Oppenheimer International Growth Fund invests in high-quality overseas companies that are able to monetize long-term structural growth opportunities—regardless of domicile. All of the portfolio’s sector, industry and country allocations are a result of bottom-up stock selection. Given our focus, we are naturally interested in the growth prospects presented by the emerging markets. However, we gain the bulk of our emerging market exposure through developed market companies who operate in those areas. Looking at the revenue sources of the portfolio’s companies offers a more informative picture.

Why Company Domicile Is Not the Best Way to Assess Geographic Diversification

We believe that, for investors seeking international diversification and the risk management benefits of broad regional economic exposure, revenue measures are simply more efficient indicators than are the locations of corporate headquarters.

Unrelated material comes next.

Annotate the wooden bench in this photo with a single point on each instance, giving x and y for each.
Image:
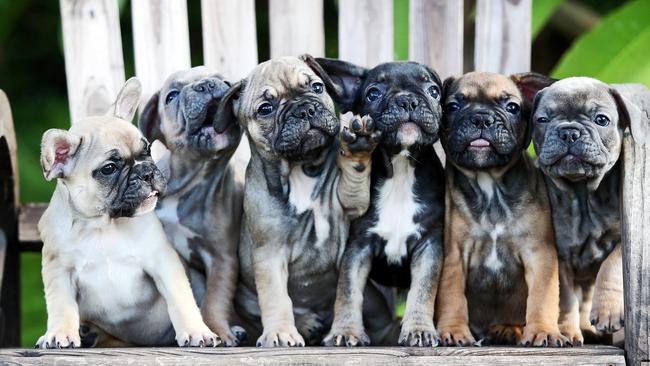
(95, 71)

Our investment discipline-driven sector preferences and aversion to state-owned enterprises result in a portfolio of companies domiciled predominantly in the developed world, but whose revenue sources are geographically diverse—with a quarter of those revenues coming from emerging markets.

An Approach that Has Delivered

Oppenheimer International Growth Fund invests in global franchises that derive revenue from every corner of the world. From the perspective of revenue sources, it is clear that the Fund provides significant exposure to companies that may benefit from the tremendous growth taking place in emerging markets. The Fund’s focus on high-quality companies with pricing power and strong governance principles provides that added benefit of helping to lessen its exposure to the volatility the emerging markets can at times experience.